Il fallait vivre, gagner son pain. Dans ces privations de l’exil, habitudes, goûts, langage, modes, d’une société blessée à mort, disparurent. La gaîté de l’esprit résista plus longtemps et finit elle-même par céder devant la mélancolie, ce fruit amer des époques tourmentées. Le prince Henri de Prusse, si dévoué, si prévenant dans les premiers jours, devint capricieux et fantasque ; Mme de Sabran et Boufflers quittèrent son toit. Heureusement le roi Frédéric-Guillaume mit dans sa protection plus de générosité chevaleresque. Il gratifia Boufflers d’une concession de terrain sur les limites de la Pologne, et Boufflers rêva d’y établir une colonie agricole pour les émigrés.

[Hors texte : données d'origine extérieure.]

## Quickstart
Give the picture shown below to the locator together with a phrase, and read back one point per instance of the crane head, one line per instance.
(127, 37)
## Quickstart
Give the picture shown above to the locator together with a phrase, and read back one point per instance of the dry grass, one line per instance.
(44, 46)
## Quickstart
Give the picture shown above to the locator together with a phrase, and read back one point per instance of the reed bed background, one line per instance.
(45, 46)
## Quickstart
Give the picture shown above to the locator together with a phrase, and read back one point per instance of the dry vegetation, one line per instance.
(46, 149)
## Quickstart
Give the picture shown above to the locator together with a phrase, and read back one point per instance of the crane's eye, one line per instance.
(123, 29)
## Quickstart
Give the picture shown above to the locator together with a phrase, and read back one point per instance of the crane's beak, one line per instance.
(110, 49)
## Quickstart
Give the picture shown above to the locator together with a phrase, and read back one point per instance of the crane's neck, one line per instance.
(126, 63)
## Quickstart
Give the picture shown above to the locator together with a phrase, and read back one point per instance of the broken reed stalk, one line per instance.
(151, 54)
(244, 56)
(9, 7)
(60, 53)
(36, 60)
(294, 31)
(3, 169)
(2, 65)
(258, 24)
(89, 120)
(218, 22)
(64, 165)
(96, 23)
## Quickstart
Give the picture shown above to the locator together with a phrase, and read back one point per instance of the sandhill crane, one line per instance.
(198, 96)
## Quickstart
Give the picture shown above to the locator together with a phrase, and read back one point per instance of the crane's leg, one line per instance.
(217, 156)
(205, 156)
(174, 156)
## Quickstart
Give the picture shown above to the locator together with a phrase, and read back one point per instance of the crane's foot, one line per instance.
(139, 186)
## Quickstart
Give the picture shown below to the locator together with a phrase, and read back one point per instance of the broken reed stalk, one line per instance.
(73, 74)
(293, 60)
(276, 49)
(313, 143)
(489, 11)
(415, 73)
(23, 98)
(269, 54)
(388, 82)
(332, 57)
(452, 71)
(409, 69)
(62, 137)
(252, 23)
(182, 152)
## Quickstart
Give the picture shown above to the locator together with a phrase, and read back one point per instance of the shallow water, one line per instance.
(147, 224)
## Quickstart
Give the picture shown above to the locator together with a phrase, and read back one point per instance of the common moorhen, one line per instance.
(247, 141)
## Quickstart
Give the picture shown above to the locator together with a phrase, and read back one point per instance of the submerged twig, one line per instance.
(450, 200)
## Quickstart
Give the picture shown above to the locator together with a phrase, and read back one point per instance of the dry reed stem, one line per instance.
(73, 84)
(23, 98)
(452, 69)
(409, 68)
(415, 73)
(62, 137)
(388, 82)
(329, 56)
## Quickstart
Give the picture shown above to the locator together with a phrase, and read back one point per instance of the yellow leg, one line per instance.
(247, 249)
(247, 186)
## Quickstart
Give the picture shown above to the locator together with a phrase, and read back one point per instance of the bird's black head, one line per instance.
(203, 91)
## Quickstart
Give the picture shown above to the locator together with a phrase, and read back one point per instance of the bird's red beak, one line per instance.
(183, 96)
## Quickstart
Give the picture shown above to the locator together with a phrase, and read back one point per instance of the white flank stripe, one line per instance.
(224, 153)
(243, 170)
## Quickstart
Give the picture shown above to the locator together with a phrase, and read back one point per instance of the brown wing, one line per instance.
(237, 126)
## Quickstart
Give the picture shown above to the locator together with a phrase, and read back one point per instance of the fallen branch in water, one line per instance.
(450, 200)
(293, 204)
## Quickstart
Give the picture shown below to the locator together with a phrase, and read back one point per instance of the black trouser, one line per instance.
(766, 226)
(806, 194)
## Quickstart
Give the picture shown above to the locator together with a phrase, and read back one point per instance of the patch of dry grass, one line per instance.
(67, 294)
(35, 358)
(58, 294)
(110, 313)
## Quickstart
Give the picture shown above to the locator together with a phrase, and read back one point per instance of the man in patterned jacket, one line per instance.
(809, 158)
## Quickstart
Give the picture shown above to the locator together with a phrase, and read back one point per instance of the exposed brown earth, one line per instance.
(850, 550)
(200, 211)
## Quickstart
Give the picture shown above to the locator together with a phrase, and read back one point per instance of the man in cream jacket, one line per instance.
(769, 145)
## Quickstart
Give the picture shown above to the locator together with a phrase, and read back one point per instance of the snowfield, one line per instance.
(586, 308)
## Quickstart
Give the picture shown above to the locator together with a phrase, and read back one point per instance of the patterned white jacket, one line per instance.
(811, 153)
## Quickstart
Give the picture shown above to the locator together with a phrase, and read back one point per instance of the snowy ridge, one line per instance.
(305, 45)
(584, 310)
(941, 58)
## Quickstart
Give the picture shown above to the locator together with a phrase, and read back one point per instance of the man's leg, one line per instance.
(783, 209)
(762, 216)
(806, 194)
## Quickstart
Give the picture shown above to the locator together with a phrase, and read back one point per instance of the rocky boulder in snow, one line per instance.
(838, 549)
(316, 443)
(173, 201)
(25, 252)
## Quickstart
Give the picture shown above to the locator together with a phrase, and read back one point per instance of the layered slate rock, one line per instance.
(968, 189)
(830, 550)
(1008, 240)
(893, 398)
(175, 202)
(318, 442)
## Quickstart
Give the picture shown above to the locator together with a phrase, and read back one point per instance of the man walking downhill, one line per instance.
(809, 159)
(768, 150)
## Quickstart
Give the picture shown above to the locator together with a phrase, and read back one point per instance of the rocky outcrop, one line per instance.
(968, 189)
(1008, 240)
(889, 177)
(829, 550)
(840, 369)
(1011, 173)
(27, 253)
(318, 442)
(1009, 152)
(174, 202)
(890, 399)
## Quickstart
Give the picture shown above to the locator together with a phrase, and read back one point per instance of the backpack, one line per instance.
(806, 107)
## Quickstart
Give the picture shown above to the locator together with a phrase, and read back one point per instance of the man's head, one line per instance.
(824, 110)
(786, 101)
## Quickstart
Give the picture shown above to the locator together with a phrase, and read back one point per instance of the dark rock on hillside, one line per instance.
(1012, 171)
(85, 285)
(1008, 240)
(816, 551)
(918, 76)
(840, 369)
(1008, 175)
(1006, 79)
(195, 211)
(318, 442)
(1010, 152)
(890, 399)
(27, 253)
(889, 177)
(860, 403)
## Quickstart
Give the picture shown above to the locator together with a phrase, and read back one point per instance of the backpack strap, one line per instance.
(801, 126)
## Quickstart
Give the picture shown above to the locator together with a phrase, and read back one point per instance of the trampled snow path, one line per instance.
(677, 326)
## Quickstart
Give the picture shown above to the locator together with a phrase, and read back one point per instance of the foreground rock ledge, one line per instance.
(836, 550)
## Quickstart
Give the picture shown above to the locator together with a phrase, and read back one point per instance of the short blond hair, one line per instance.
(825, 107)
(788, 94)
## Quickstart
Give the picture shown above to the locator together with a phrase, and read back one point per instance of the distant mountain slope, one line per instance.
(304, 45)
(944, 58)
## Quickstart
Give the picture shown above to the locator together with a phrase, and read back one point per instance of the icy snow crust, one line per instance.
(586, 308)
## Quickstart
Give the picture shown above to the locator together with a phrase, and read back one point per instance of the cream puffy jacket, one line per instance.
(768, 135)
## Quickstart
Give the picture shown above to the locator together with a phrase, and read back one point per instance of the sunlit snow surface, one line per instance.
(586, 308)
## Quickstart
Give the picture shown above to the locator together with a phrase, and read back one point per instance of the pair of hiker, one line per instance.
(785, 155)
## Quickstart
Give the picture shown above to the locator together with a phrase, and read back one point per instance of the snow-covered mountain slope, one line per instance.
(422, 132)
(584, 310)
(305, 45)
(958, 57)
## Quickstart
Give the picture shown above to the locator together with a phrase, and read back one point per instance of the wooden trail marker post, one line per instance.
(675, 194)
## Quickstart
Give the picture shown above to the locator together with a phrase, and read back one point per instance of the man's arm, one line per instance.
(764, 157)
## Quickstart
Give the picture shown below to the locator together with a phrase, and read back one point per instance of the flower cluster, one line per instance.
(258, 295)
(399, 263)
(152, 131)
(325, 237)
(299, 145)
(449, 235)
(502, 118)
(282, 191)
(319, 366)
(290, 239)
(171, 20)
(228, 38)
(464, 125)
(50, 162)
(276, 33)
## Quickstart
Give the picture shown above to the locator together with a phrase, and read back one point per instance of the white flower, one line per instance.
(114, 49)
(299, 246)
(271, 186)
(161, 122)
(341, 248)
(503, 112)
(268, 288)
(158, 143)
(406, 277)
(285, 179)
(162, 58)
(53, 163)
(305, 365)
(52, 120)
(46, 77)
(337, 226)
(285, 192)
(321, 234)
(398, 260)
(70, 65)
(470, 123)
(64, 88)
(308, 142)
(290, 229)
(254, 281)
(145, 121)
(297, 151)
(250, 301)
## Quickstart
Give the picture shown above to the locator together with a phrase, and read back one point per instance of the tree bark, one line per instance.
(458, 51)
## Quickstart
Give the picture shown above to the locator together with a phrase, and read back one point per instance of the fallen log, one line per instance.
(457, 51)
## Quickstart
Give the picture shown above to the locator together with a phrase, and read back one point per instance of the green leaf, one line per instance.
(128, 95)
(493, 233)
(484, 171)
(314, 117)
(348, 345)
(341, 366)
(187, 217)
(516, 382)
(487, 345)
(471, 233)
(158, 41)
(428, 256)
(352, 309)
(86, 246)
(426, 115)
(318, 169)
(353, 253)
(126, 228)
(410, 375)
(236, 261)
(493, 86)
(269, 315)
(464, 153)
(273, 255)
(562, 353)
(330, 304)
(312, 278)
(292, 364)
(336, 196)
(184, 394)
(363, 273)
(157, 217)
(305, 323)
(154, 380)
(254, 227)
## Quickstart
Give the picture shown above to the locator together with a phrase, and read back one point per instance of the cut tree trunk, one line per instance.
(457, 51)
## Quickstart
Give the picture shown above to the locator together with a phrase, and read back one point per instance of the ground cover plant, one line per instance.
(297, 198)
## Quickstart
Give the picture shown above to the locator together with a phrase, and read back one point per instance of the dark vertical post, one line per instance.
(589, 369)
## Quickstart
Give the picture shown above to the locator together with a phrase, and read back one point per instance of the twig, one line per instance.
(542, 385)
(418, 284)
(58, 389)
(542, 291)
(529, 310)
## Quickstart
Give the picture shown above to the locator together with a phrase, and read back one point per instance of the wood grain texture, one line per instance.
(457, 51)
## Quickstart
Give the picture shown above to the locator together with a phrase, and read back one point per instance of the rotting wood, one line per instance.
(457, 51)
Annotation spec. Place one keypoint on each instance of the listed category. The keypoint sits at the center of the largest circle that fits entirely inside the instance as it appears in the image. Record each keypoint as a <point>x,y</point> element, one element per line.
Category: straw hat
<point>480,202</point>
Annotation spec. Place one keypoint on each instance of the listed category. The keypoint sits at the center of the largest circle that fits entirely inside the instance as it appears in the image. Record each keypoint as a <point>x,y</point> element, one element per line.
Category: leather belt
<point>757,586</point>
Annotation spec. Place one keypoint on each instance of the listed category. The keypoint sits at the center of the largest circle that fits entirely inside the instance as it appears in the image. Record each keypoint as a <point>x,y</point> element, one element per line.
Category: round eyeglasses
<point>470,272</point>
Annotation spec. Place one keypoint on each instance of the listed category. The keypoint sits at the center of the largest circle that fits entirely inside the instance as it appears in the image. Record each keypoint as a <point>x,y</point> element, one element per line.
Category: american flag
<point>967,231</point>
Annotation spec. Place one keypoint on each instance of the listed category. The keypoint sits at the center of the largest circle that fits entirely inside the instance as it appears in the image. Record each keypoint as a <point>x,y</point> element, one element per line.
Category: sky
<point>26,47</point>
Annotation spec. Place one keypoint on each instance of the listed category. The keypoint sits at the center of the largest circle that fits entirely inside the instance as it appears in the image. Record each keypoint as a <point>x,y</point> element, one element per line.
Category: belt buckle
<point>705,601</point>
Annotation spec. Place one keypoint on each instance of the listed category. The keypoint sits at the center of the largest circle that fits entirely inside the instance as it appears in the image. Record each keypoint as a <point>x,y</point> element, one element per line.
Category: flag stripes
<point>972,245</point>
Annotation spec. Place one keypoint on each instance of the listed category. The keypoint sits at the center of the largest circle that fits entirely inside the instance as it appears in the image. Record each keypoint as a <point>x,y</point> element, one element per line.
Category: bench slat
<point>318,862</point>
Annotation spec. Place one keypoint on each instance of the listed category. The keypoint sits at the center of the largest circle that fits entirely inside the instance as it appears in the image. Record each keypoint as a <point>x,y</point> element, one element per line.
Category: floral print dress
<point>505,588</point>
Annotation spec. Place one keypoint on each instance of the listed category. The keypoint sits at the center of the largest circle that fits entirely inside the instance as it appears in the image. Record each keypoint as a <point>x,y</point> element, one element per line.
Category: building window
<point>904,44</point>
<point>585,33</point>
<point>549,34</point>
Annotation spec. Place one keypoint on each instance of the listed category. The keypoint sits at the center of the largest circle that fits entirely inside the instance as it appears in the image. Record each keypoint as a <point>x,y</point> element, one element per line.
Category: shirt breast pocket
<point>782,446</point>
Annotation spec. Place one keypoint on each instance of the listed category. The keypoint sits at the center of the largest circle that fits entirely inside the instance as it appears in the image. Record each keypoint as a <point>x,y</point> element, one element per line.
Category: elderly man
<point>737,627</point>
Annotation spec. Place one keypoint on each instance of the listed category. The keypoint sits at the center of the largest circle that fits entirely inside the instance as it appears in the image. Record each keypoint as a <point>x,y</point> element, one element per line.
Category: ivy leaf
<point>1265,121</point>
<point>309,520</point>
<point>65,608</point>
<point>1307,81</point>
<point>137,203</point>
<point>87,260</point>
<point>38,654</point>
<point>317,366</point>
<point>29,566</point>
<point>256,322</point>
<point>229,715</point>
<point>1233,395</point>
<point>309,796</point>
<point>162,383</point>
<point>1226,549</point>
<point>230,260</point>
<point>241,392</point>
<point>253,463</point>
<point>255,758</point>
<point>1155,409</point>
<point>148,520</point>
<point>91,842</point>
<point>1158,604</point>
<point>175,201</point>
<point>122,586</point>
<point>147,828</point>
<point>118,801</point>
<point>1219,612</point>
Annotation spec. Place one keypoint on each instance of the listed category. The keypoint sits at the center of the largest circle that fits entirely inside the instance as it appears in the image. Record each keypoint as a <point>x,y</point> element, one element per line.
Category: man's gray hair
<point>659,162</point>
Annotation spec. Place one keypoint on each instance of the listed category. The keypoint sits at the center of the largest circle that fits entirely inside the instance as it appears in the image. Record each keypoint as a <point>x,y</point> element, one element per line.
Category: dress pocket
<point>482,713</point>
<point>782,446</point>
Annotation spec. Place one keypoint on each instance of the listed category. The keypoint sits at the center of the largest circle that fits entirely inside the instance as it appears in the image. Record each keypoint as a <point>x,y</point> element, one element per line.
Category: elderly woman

Avant de s’établir dans le domaine de Wimislow où l’attendaient de nouveaux déboires, il résolut de donner son nom à l’amie qui le désirait depuis longtemps. Le chevalier prit le titre qui lui appartenait, et la comtesse de Sabran devint la marquise de Boufflers. Ce ne fut pas le bon évêque de Laon qui présida à la modeste cérémonie du mariage ; lui aussi avait pris le chemin de l’exil et accepté la pauvreté, plutôt que de prêter serment à la constitution civile du clergé. Mais retiré en Pologne, chez la princesse Lubomirska, où il devait mourir en 1811, Mgr de Sabran était trop éloigné de la Silésie pour prêter aux époux son ministère. Ce fut le prince de Hohenlohe, évêque de Breslau, qui bénit presque obscurément, dans cette ville, un mariage qui jadis eût tant ému le grand monde. On était en 1797. Elzéar, seul présent, avait alors vingt-deux ans. Ce n’est que trois ans plus tard que les exilés devaient rentrer en France ; mais il faut revenir en arrière et faire connaître la destinée de Mme de Custine, qui n’avait pas voulu émigrer.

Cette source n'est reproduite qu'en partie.